Il 7 giugno 1621 supplica il Re di Spagna ad assumere informazioni circa i suoi servigi direttamente dal Governatore di Milano. Ricevuta la lettera da Sua Maestà la trasmette al Magistrato. Il 6 agosto 1622 si porta nella Provincia Tortonese per provvedere all'approvvigionamento in granaglie alla città. Svolge il compito con ampi poteri e con l'autorità di comandare a "tutti gli altri Ministri sopra simil affare e che finalmente sij riconosciuto come la sua propria persona."

Il 19 gennaio 1622 il Governatore spagnolo Duca di Feria attraverso lui ringrazia suo fratello mons. Filippo Maria il Vecchio, che era ormai stato nominato Auditore di Rota a Roma, per l'approvazione di alcune richieste ottenuta da Sua Santità, raccomandandogli di spedirgli quanto prima il Breve. Il 6 agosto gli viene rinnovato l'incarico con la facoltà di controllare il contrabbando delle granaglie nella provincia di Tortona.

Il 23 febbraio 1623 è un giorno di "quanta lode della famiglia Pirovana": Papa Gregorio XV scrive direttamente al Re di Spagna e ai conti d'Olivares e di Monterij per sollecitare la carica di Questore per la città di Milano a favore del marchese Giovanni. Importante è l'appoggio romano fornito al fratello da mons. Filippo, grazie alla sua importante carica di Auditore di Sacra Rota. Le Lettere Patenti del Re di Spagna sono consegnate il 26 agosto dello stesso anno in cui si affida la carica di Questore di Milano al marchese Giovanni Battista Pirovano. Il 18 settembre con le credenziali fornitegli dal Governatore dispone le tappe della soldatesca in partenza per le Fiandre. Grazie ai suoi meriti e grazie all'influenza del fratello monsignore ottiene il 23 aprile 1625 una raccomandazione dal conte De Castrillo ambasciatore spagnolo a Roma per il Governatore di Milano. Il primo agosto il Re scrive al Duca di Pastrana nuovo ambasciatore spagnolo a Roma e gli comunica di manifestare al marchese Giovanni Battista la sua decisione di concedergli, per i suoi buoni meriti e per la lealtà alla corona, l'onorificenza della Croce di sant Jago. Un dispaccio del 26 gennaio 1625 del Segretario di Guerra a nome del Governatore gli richiede l'esatto numero e la qualità delle armi che si trovano a disposizione dell'esercito negli arsenali milanesi.
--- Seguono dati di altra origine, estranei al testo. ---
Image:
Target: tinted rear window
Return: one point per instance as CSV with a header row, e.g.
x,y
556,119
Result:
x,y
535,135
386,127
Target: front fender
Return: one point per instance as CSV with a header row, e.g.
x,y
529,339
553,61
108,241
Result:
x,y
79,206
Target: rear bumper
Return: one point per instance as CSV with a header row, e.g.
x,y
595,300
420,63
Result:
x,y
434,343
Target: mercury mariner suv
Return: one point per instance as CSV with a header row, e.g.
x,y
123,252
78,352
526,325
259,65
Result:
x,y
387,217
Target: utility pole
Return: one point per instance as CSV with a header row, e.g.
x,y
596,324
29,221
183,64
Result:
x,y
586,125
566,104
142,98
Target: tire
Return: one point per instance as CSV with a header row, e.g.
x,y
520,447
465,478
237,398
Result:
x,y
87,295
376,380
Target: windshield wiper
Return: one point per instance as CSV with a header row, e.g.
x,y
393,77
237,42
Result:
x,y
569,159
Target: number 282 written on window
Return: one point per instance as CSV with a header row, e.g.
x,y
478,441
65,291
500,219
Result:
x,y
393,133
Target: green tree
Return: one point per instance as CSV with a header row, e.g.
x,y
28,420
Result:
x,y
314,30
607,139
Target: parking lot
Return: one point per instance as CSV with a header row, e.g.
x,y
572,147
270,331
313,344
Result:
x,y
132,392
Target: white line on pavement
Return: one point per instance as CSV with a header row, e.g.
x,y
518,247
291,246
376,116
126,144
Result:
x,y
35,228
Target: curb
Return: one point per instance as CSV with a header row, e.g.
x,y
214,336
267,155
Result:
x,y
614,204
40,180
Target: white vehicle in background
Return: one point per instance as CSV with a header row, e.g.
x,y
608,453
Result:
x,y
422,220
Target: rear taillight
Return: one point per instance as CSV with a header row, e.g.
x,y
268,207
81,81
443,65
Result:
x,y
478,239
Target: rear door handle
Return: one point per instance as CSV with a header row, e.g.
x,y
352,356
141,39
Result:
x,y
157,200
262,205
Il 28 febbraio ordina al Magistrato ordinario di mettergli a disposizione seicento guardie per completare due Compagnie a cavallo. Nel 1625 c'è una interessante corrispondenza e una serie di istruzioni per il conferimento dell'abito di sant Jago a don Giovanni Pirovano. Il 16 marzo 1626 è insignito ufficialmente dell'Ordine di sant Jago. Il 29 maggio 1628 riceve in udienza l'ambasciatore imperiale conte di Haisan e comunica i risultati del colloquio al Governatore. Fra il 1630 e il 1636 per ordine del Governo di Milano la sua attività si sposta dalla città per investire i territori del cremonese.
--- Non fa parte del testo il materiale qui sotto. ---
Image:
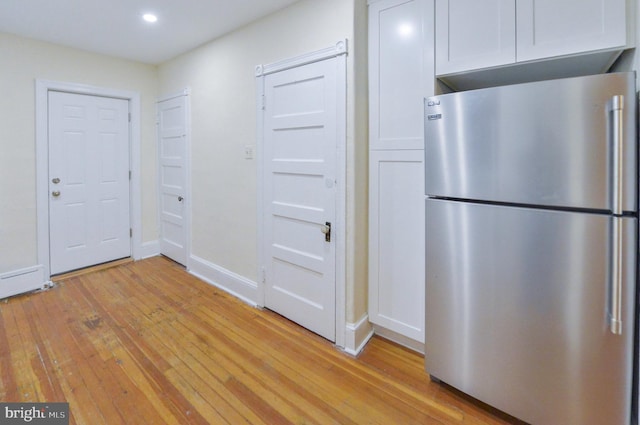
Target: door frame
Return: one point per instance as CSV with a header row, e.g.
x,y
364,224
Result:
x,y
43,87
186,93
338,51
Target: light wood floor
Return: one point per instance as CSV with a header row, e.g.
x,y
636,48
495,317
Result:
x,y
146,343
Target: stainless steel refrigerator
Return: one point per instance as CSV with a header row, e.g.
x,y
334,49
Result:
x,y
531,247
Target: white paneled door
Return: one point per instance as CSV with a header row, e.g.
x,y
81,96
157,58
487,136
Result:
x,y
172,136
299,172
89,202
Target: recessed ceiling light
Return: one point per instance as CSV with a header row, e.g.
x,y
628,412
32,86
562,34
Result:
x,y
149,17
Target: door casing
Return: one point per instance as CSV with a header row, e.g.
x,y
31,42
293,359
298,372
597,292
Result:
x,y
42,166
339,51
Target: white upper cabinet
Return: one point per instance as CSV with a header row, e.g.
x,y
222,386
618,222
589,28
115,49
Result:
x,y
548,28
399,73
481,34
474,34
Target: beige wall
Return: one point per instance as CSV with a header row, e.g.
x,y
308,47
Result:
x,y
221,76
22,61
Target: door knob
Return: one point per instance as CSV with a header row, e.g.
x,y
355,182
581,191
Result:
x,y
326,229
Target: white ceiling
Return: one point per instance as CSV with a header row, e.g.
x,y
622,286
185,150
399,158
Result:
x,y
116,28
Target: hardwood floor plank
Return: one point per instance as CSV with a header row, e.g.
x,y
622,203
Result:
x,y
146,342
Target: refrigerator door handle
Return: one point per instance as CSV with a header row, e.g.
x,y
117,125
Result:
x,y
616,109
615,297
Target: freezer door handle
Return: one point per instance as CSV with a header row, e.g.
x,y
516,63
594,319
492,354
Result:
x,y
615,298
616,109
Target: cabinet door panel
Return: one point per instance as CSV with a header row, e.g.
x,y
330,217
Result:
x,y
548,28
401,65
396,242
472,34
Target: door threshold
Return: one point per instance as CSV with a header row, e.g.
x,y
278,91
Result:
x,y
98,267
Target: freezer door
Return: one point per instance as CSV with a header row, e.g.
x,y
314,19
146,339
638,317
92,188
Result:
x,y
547,143
517,311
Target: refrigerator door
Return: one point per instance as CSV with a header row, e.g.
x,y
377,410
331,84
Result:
x,y
547,143
517,305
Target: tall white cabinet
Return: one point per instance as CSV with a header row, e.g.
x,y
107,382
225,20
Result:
x,y
401,74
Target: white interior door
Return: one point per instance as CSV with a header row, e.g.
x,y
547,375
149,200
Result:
x,y
88,180
299,165
172,134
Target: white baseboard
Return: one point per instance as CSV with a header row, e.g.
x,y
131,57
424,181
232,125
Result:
x,y
228,281
150,249
23,280
399,339
357,335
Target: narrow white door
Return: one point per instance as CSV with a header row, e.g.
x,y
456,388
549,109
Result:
x,y
172,134
299,165
88,180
Sono gli anni tumultuosi di una guerra che investe la Lombardia scatenata dalla successione al ducato di Mantova. Alla morte di Vincenzo II Gonzaga, ultimo erede diretto della casata, il ducato era infatti conteso fra i Gonzaga-Nervers, sostenuti dalla Francia e i Gonzaga di Guastalla, appoggiati dalla Spagna. E' la guerra, con lo sconvolgente assedio di Mantova: drammatico è l'arrivo delle truppe imperiali nel 1629, i famosi lanzichenecchi protestanti, che oltre a rovina e distruzione diffondono il terribile flagello della peste, che decimerà la popolazione lombarda. A gennaio 1630 altre truppe imperiali attraversano la Lombardia per dirigersi in Monferrato, dominio piemontese dei Gonzaga, per fermare l'avanzata delle truppe francesi.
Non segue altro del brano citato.